Welcome to the SOP Chatbot! Type 'exit' to stop.
User: exit
No queries processed.


**Processing Time Calculation:** Each SOP generation records the time taken, which is logged to calculate average processing time per document. A reduction of 30% compared to a hypothetical baseline (e.g., 10 seconds for manual processing) is calculated.


**Cost Calculation:** A cost per document is simulated and accumulated for each processed document. The reduction percentage compares the automated process to a baseline cost.
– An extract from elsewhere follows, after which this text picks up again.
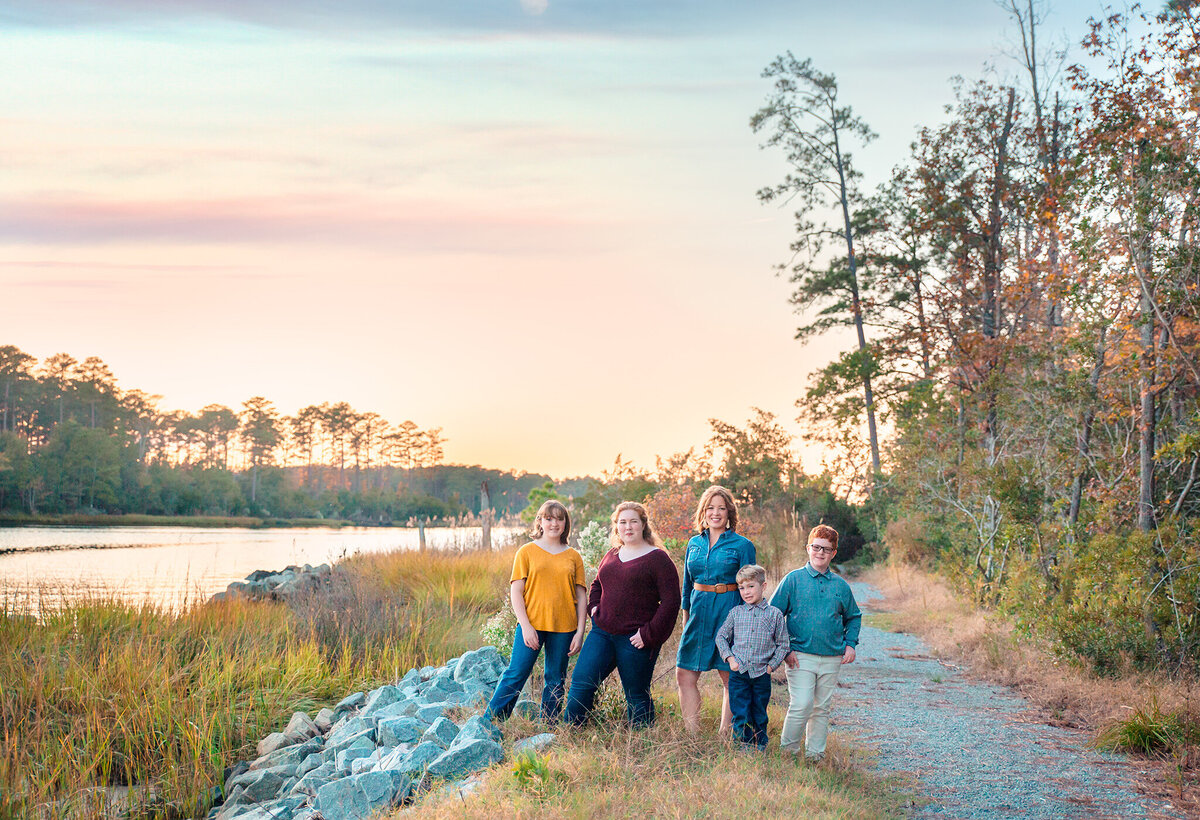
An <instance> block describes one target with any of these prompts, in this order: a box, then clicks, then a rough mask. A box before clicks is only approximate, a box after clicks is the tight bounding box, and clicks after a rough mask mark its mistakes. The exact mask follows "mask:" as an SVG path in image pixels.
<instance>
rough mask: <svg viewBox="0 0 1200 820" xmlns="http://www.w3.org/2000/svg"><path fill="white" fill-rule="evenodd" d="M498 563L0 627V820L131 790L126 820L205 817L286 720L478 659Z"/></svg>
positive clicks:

**Accuracy Calculation:** The accuracy of generated SOPs is estimated by comparing the overlap with an "expected" summary for each query. This comparison simulates accuracy assessment and aims for an average of 90%.


**Performance Summary:** After running the chatbot, metrics are displayed to summarize the reductions in time and cost, and confirm if the accuracy threshold has been met.